Cory is also right that the thing that makes turkey hunting so special is how active and interactive the process is. Unlike deer hunting, where I spend a lot of time in one spot, when I’m trying to kill a big bird I usually use a “run and gun” strategy. I move around until I get on the birds, and I rarely stay in one spot very long. It’s probably pretty similar to the way I fish – I’m just not very patient when nothing is happening. I want to make something happen all of the time.
Cory is an incredible caller, I’ll give him that. He’s better than anyone I’ve ever heard.
With respect to competition, I want to beat him no matter what we’re doing. It’s at its strongest when we’re fishing – we have side pools and you can either be on “Team Chris” or “Team Cory,” and at the end of the season the losing team has to pay for beers for the winners for the next year. That should tell you something about how much money is wagered.
Cory: I’m glad that turkey season is going on, because our fishing opportunities are limited right now. All of the public boat ramps are shut down, and while we were able to pull a few strings and use a private ramp, all we’ve done is a little bit of crappie fishing. We might find time to chase some steelhead, too.
To be honest, right now my mind is not really on fishing. This situation is out of our control, so when it becomes safe and advisable to travel again, and B.A.S.S. finalizes the schedule, I’ll get ready and prepare to head south. I’m disappointed that we’re missing the springtime tournaments – especially the sight fishing slugfests that I favor – but it really doesn’t matter when the tournaments are held. You still have to catch them against the best competition in the world.

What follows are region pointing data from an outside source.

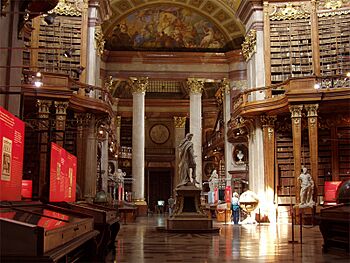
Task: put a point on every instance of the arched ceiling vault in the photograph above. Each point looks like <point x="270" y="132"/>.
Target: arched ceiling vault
<point x="217" y="16"/>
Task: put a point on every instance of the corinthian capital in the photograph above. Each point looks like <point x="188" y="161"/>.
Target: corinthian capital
<point x="311" y="109"/>
<point x="195" y="85"/>
<point x="138" y="85"/>
<point x="179" y="122"/>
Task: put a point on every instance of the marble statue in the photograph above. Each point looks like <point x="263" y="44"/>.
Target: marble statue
<point x="187" y="164"/>
<point x="306" y="189"/>
<point x="213" y="180"/>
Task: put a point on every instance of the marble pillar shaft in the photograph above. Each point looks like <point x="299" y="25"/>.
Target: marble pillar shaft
<point x="138" y="145"/>
<point x="196" y="130"/>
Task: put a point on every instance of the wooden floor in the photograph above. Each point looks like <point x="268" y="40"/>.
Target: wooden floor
<point x="140" y="242"/>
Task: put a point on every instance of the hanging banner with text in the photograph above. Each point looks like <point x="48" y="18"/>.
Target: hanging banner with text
<point x="63" y="170"/>
<point x="11" y="162"/>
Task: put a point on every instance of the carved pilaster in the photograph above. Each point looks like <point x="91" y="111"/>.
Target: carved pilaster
<point x="296" y="128"/>
<point x="195" y="85"/>
<point x="311" y="110"/>
<point x="179" y="122"/>
<point x="268" y="124"/>
<point x="139" y="85"/>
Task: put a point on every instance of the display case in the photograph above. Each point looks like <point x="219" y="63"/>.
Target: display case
<point x="106" y="221"/>
<point x="36" y="232"/>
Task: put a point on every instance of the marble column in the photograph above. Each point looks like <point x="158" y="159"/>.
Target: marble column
<point x="179" y="123"/>
<point x="104" y="163"/>
<point x="118" y="123"/>
<point x="139" y="87"/>
<point x="61" y="115"/>
<point x="296" y="129"/>
<point x="82" y="120"/>
<point x="311" y="110"/>
<point x="44" y="129"/>
<point x="225" y="86"/>
<point x="90" y="161"/>
<point x="268" y="123"/>
<point x="196" y="86"/>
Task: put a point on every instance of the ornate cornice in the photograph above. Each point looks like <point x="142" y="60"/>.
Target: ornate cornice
<point x="249" y="44"/>
<point x="67" y="9"/>
<point x="268" y="120"/>
<point x="195" y="85"/>
<point x="138" y="85"/>
<point x="99" y="40"/>
<point x="295" y="110"/>
<point x="180" y="122"/>
<point x="311" y="109"/>
<point x="290" y="11"/>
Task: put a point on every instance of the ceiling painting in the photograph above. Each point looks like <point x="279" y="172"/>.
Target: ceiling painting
<point x="167" y="27"/>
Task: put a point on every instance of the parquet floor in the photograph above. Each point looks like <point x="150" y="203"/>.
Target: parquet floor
<point x="140" y="242"/>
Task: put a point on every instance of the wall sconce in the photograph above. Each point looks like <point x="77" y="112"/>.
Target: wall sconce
<point x="69" y="52"/>
<point x="49" y="19"/>
<point x="38" y="80"/>
<point x="79" y="70"/>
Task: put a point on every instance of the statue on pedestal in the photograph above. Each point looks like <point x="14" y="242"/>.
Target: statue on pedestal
<point x="213" y="180"/>
<point x="306" y="189"/>
<point x="187" y="164"/>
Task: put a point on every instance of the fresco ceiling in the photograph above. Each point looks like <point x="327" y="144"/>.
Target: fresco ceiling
<point x="178" y="25"/>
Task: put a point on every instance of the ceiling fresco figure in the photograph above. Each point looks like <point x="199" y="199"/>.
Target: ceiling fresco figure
<point x="166" y="27"/>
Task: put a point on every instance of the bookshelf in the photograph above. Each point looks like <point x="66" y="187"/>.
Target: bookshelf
<point x="334" y="37"/>
<point x="54" y="40"/>
<point x="344" y="152"/>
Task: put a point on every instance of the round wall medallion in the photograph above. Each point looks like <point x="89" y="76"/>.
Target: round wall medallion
<point x="159" y="133"/>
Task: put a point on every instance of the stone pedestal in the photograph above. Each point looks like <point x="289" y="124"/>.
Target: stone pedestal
<point x="188" y="216"/>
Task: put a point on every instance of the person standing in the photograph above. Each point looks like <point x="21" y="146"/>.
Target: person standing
<point x="235" y="207"/>
<point x="171" y="204"/>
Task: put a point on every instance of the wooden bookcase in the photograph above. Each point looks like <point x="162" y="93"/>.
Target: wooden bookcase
<point x="334" y="36"/>
<point x="285" y="165"/>
<point x="54" y="40"/>
<point x="291" y="54"/>
<point x="344" y="152"/>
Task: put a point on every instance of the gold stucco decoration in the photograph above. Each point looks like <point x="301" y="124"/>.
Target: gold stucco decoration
<point x="179" y="122"/>
<point x="249" y="44"/>
<point x="138" y="85"/>
<point x="195" y="85"/>
<point x="333" y="4"/>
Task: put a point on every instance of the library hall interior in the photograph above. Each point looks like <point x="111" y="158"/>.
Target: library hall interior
<point x="195" y="131"/>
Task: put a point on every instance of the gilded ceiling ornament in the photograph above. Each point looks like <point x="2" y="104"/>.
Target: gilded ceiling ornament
<point x="195" y="85"/>
<point x="249" y="44"/>
<point x="290" y="11"/>
<point x="99" y="40"/>
<point x="65" y="9"/>
<point x="333" y="4"/>
<point x="180" y="122"/>
<point x="139" y="85"/>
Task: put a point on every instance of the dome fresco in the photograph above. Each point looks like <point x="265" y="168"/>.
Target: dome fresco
<point x="165" y="27"/>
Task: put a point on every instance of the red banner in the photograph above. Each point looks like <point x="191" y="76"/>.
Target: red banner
<point x="63" y="170"/>
<point x="330" y="190"/>
<point x="27" y="188"/>
<point x="11" y="159"/>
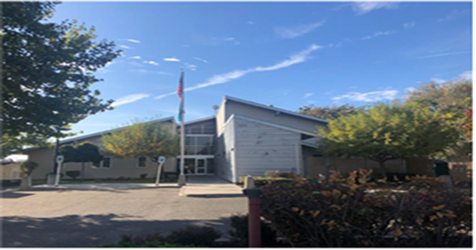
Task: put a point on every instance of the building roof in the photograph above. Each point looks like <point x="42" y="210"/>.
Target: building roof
<point x="199" y="120"/>
<point x="274" y="109"/>
<point x="83" y="137"/>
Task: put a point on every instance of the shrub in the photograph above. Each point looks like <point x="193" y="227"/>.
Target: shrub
<point x="194" y="235"/>
<point x="340" y="212"/>
<point x="240" y="232"/>
<point x="73" y="174"/>
<point x="28" y="166"/>
<point x="261" y="181"/>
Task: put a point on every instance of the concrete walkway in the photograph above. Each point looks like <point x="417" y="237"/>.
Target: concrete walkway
<point x="103" y="186"/>
<point x="210" y="186"/>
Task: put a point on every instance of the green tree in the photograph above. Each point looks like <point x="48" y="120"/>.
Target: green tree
<point x="149" y="139"/>
<point x="451" y="100"/>
<point x="384" y="132"/>
<point x="84" y="152"/>
<point x="48" y="70"/>
<point x="330" y="112"/>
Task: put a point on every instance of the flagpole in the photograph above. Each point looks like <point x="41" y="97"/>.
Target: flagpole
<point x="181" y="180"/>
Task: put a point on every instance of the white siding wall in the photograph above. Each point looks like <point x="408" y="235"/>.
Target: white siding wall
<point x="261" y="147"/>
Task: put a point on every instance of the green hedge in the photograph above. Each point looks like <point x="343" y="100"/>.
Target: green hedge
<point x="352" y="212"/>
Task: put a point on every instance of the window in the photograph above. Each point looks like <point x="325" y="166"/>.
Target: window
<point x="141" y="162"/>
<point x="105" y="163"/>
<point x="199" y="145"/>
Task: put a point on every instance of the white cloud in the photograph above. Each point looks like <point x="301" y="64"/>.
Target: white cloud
<point x="368" y="96"/>
<point x="292" y="32"/>
<point x="296" y="58"/>
<point x="410" y="89"/>
<point x="171" y="59"/>
<point x="200" y="59"/>
<point x="454" y="14"/>
<point x="151" y="62"/>
<point x="409" y="25"/>
<point x="378" y="33"/>
<point x="468" y="75"/>
<point x="223" y="78"/>
<point x="438" y="80"/>
<point x="444" y="54"/>
<point x="362" y="8"/>
<point x="129" y="99"/>
<point x="191" y="66"/>
<point x="150" y="71"/>
<point x="133" y="41"/>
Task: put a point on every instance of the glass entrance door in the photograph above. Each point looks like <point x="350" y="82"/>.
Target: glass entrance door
<point x="201" y="166"/>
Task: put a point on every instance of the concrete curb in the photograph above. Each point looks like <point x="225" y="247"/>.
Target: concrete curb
<point x="8" y="190"/>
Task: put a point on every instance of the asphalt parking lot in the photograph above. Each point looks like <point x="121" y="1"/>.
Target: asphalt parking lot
<point x="86" y="218"/>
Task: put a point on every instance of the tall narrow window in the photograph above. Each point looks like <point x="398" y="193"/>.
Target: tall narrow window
<point x="141" y="162"/>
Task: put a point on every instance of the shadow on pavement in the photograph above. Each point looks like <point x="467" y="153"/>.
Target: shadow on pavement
<point x="13" y="195"/>
<point x="215" y="195"/>
<point x="88" y="231"/>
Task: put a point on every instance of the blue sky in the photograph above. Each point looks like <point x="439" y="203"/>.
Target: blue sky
<point x="282" y="53"/>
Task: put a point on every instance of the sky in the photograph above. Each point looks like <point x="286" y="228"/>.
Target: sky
<point x="282" y="53"/>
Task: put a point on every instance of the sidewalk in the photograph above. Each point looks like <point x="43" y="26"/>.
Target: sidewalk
<point x="103" y="186"/>
<point x="210" y="186"/>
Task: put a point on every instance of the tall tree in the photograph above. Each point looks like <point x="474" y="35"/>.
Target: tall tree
<point x="330" y="112"/>
<point x="47" y="70"/>
<point x="452" y="99"/>
<point x="384" y="132"/>
<point x="149" y="139"/>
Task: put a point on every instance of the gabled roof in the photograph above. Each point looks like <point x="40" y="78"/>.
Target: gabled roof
<point x="269" y="124"/>
<point x="83" y="137"/>
<point x="273" y="109"/>
<point x="198" y="120"/>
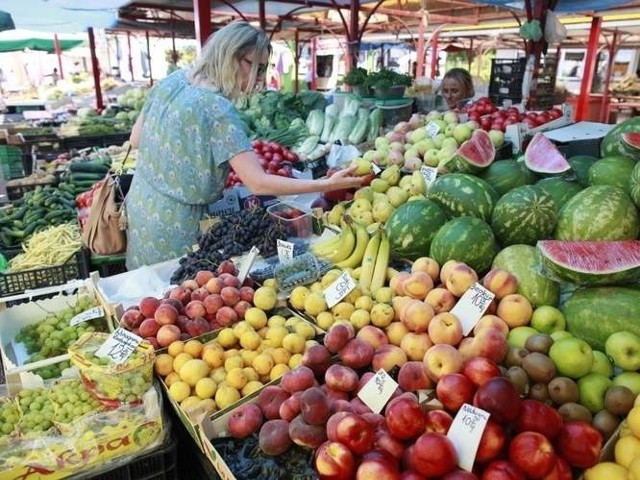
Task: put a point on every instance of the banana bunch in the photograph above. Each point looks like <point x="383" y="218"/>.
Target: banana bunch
<point x="346" y="249"/>
<point x="373" y="272"/>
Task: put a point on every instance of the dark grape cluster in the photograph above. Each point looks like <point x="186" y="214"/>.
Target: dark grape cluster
<point x="233" y="235"/>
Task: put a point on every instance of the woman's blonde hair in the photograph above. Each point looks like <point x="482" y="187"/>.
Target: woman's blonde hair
<point x="221" y="55"/>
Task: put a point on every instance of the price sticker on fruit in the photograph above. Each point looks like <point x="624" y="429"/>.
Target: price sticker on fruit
<point x="285" y="250"/>
<point x="465" y="433"/>
<point x="340" y="288"/>
<point x="378" y="390"/>
<point x="96" y="312"/>
<point x="471" y="306"/>
<point x="119" y="346"/>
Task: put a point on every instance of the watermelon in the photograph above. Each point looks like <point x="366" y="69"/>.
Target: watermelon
<point x="522" y="262"/>
<point x="465" y="239"/>
<point x="560" y="189"/>
<point x="612" y="142"/>
<point x="580" y="165"/>
<point x="524" y="215"/>
<point x="461" y="194"/>
<point x="542" y="156"/>
<point x="591" y="263"/>
<point x="412" y="226"/>
<point x="595" y="313"/>
<point x="614" y="170"/>
<point x="505" y="175"/>
<point x="474" y="155"/>
<point x="598" y="213"/>
<point x="634" y="185"/>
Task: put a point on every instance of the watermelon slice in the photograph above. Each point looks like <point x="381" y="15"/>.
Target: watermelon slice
<point x="542" y="156"/>
<point x="472" y="156"/>
<point x="591" y="263"/>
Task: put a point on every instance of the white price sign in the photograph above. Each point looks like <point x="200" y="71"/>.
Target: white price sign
<point x="95" y="312"/>
<point x="285" y="250"/>
<point x="378" y="390"/>
<point x="472" y="306"/>
<point x="339" y="289"/>
<point x="465" y="434"/>
<point x="119" y="346"/>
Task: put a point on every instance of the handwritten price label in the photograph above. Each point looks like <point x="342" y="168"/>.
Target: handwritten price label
<point x="378" y="390"/>
<point x="472" y="306"/>
<point x="285" y="250"/>
<point x="465" y="433"/>
<point x="96" y="312"/>
<point x="340" y="288"/>
<point x="119" y="346"/>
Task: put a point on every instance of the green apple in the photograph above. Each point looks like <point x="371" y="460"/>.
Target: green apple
<point x="631" y="380"/>
<point x="517" y="336"/>
<point x="573" y="357"/>
<point x="624" y="348"/>
<point x="593" y="387"/>
<point x="548" y="319"/>
<point x="601" y="364"/>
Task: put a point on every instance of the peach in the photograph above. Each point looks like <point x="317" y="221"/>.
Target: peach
<point x="413" y="376"/>
<point x="445" y="328"/>
<point x="415" y="345"/>
<point x="305" y="435"/>
<point x="245" y="420"/>
<point x="417" y="285"/>
<point x="441" y="299"/>
<point x="372" y="335"/>
<point x="274" y="438"/>
<point x="388" y="356"/>
<point x="167" y="334"/>
<point x="515" y="310"/>
<point x="500" y="282"/>
<point x="341" y="378"/>
<point x="460" y="279"/>
<point x="298" y="379"/>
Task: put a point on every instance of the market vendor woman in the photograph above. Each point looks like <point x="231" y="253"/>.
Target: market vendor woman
<point x="188" y="134"/>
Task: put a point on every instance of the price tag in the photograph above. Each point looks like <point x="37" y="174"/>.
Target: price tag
<point x="472" y="306"/>
<point x="285" y="250"/>
<point x="429" y="174"/>
<point x="119" y="346"/>
<point x="339" y="289"/>
<point x="376" y="392"/>
<point x="248" y="263"/>
<point x="465" y="433"/>
<point x="432" y="129"/>
<point x="95" y="312"/>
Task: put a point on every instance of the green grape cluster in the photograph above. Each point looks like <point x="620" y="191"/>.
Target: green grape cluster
<point x="9" y="416"/>
<point x="73" y="400"/>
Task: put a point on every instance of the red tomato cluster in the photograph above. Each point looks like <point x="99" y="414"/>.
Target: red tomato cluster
<point x="274" y="158"/>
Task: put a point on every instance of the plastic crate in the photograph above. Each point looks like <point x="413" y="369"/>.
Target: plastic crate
<point x="77" y="267"/>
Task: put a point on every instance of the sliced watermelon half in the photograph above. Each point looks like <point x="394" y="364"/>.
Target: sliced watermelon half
<point x="542" y="156"/>
<point x="591" y="263"/>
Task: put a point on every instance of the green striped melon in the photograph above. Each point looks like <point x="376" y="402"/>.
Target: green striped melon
<point x="560" y="189"/>
<point x="522" y="261"/>
<point x="601" y="212"/>
<point x="505" y="175"/>
<point x="412" y="226"/>
<point x="595" y="313"/>
<point x="524" y="215"/>
<point x="461" y="194"/>
<point x="614" y="170"/>
<point x="465" y="239"/>
<point x="612" y="142"/>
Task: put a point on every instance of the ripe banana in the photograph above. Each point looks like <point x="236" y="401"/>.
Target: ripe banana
<point x="369" y="262"/>
<point x="382" y="262"/>
<point x="362" y="238"/>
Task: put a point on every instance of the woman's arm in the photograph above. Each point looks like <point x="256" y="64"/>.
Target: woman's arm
<point x="253" y="176"/>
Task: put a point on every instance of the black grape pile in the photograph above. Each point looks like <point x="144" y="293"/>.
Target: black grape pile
<point x="234" y="234"/>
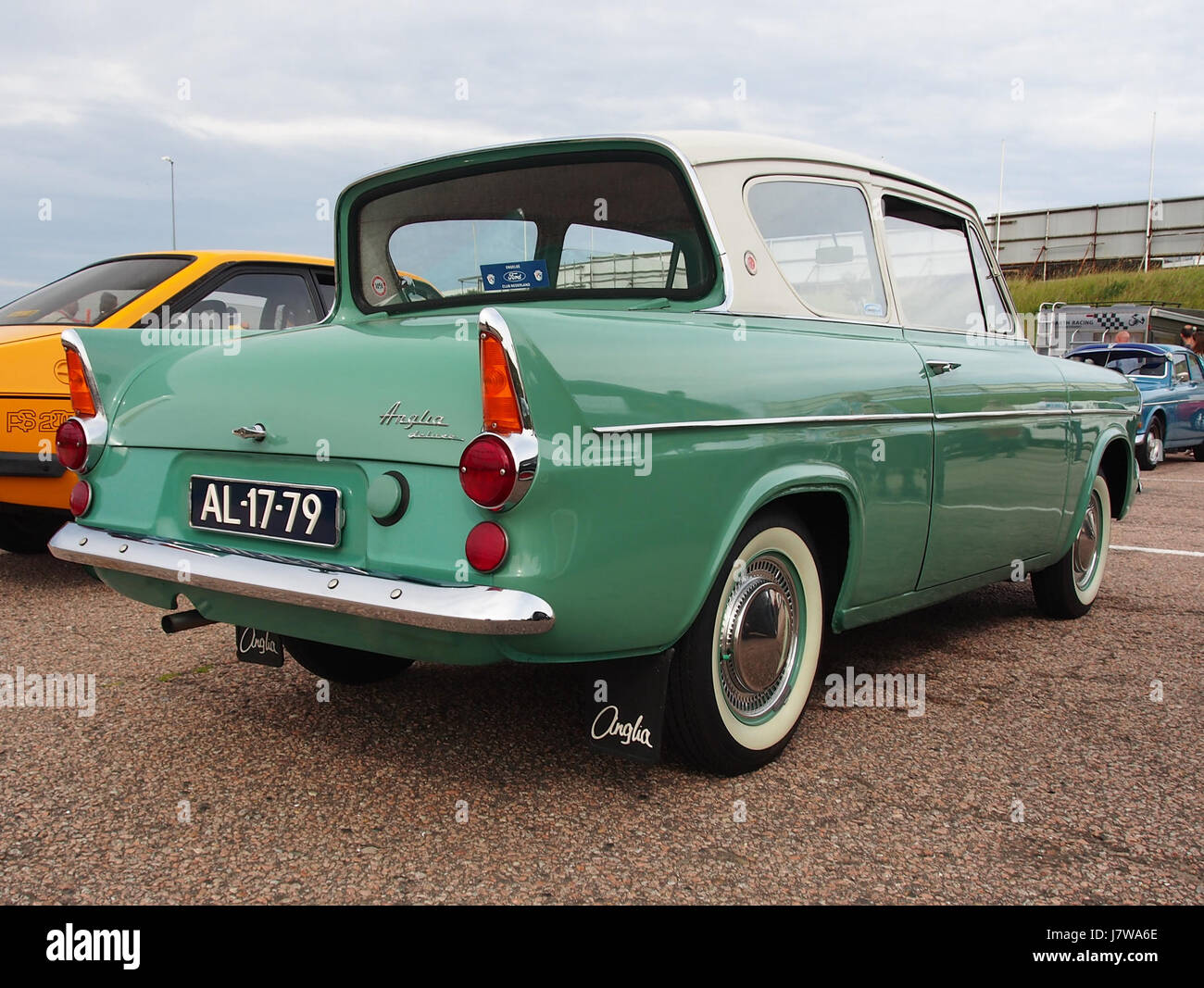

Chris: I am going crazy not being able to fish for bass right now. It’s not just fishing that I miss – it’s tournament fishing. I want to compete more than anything. Of course, there’s also the issue of money. We earn a lot of our income through tournaments, not just in prize money, but also in terms of sponsor support.
In order to keep supporting our sponsors adequately, we’re really trying to increase our YouTube and social media presence. We bought new video equipment, computers and software, all so we can bring our media presence up to the level it needs to be.
I’m not terribly worried about staying fresh on the water. We normally have four to five months off each winter, and by the time the tournaments start up again I think that we benefit from the fact that we’re so excited to fish. By the time we’re done in the fall, we’re burned out on it and ready to start hunting again. It’s a cycle that keeps our interest up.
As Cory said, we don’t have any control over when the tournaments are rescheduled. I just hope that whenever they occur the fisheries are on fire, and that it doesn’t cut too much into deer season.